CHARTER SCHOOLS AND TRADITIONAL PUBLIC SCHOOLS: A CROSS-SECTOR COLABORATION CASE STUDY

Open Access
Author:
keefer, shelby Lee
Graduate Program:
Educational Leadership
Degree:
Doctor of Philosophy
Document Type:
Dissertation
Date of Defense:
May 23, 2016
Committee Members:
  • Edward J Fuller, Dissertation Advisor
  • Edward J Fuller, Committee Chair
  • Maria M Lewis, Committee Member
  • Maryellen Schaub, Committee Member
  • Davin Jules Carr-Chellman, Outside Member
Keywords:
  • charter schools
  • traditional public schools
  • cross-sector collaboration
  • in-group bias
Abstract:
Over the past 25 years, the rapid expansion of charter schools has been met with controversy and polarizing political rhetoric.

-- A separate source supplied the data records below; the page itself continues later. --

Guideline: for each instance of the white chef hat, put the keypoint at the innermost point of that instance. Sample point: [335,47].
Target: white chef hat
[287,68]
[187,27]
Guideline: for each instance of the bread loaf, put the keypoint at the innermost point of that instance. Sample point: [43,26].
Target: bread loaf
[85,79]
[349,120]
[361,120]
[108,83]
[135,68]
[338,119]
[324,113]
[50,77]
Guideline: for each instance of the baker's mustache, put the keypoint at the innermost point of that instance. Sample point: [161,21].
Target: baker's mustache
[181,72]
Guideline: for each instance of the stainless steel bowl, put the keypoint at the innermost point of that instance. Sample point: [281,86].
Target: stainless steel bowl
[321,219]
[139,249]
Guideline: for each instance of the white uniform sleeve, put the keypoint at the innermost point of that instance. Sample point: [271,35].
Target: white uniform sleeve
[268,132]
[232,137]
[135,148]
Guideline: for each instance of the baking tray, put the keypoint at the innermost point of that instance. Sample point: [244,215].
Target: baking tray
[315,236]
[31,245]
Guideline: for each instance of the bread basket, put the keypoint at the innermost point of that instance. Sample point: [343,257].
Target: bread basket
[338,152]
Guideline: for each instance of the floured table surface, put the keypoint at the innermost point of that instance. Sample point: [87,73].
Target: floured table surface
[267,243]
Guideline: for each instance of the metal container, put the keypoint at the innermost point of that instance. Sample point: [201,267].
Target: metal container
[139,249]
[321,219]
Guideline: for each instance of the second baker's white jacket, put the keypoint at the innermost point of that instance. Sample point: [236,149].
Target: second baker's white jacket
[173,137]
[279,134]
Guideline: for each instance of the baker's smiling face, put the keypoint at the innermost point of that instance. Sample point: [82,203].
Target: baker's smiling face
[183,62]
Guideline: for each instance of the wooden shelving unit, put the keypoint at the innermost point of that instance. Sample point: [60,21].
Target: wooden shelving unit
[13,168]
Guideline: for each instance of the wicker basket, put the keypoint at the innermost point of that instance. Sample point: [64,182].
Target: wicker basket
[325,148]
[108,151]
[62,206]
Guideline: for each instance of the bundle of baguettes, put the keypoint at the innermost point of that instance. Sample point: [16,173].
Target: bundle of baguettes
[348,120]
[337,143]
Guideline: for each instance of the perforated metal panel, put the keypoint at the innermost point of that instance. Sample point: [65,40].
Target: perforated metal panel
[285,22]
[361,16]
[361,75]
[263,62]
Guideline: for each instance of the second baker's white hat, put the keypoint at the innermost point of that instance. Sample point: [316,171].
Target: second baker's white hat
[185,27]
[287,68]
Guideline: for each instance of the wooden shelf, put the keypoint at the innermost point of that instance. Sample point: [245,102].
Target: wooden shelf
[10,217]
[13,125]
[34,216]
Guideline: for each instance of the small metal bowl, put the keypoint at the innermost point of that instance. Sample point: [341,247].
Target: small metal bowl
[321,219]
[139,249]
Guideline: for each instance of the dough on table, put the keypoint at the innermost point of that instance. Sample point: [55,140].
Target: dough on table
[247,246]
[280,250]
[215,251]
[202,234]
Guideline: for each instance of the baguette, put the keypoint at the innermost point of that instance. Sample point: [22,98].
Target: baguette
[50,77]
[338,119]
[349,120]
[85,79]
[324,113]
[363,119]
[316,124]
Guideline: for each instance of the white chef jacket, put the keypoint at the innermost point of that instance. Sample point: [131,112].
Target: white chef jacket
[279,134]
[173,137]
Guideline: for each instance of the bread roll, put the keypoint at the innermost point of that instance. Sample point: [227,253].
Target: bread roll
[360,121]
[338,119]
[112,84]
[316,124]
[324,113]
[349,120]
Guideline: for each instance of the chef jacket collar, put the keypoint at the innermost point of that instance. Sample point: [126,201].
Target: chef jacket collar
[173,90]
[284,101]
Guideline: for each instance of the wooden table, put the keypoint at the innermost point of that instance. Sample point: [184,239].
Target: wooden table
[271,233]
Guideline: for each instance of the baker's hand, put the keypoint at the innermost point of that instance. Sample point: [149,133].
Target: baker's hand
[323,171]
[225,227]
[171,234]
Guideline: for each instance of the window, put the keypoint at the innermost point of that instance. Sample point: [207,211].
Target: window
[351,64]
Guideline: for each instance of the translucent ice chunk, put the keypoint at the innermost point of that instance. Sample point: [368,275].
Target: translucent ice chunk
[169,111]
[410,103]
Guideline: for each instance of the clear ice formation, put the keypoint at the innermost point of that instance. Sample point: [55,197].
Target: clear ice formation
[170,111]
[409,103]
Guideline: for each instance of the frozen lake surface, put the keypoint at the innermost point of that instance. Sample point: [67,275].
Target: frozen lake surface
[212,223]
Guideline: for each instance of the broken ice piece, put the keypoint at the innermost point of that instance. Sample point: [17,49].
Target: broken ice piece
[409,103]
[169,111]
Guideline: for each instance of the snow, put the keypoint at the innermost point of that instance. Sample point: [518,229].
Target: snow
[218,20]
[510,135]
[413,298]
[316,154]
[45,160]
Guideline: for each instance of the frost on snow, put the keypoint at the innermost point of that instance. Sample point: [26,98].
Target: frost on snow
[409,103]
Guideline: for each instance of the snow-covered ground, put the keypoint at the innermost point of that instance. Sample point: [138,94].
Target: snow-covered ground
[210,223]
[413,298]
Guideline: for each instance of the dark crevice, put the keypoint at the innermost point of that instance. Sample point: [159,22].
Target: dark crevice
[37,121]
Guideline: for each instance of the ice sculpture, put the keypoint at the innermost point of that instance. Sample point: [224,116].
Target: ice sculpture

Ironically and unfortunately, this anticollaboration sentiment stands in stark contrast to the original vision of charter schools. In response, funding initiatives such as the 2012 Gates District-Charter Collaboration Compacts have begun to incentivize partnership through large grants. This case study examines one such cross-sector principal training collaboration between a traditional public school district and a charter school district. The researcher leveraged social psychology literature on in-group bias and intergroup collaboration to frame programmatic challenges cited by participants. The methods used for this qualitative study included interviews with principal trainees, mentor principals, collaboration staff, and partners. The researcher also performed observations and document analysis to both guide interviews and triangulate analysis. The results of this study yielded three primary conclusions: Collaboration positively impacted perceived in-group bias at the individual level; individuals from each sector had a different understanding of the purpose of the partnership, which impacted the collaborative experience and resulted in missed opportunities for a reciprocal flow of knowledge and best practice; and public rhetoric impacted stereotype development and the collaborative experience, particularly for participants who struggled with their competing identity. For further study, the researcher recommends the development of a quantitative bias self-assessment instrument to measure impact on bias before and after the collaborative experience at different levels of participation. Additionally, the researcher recommends further examination of the impact of public rhetoric on collaborations.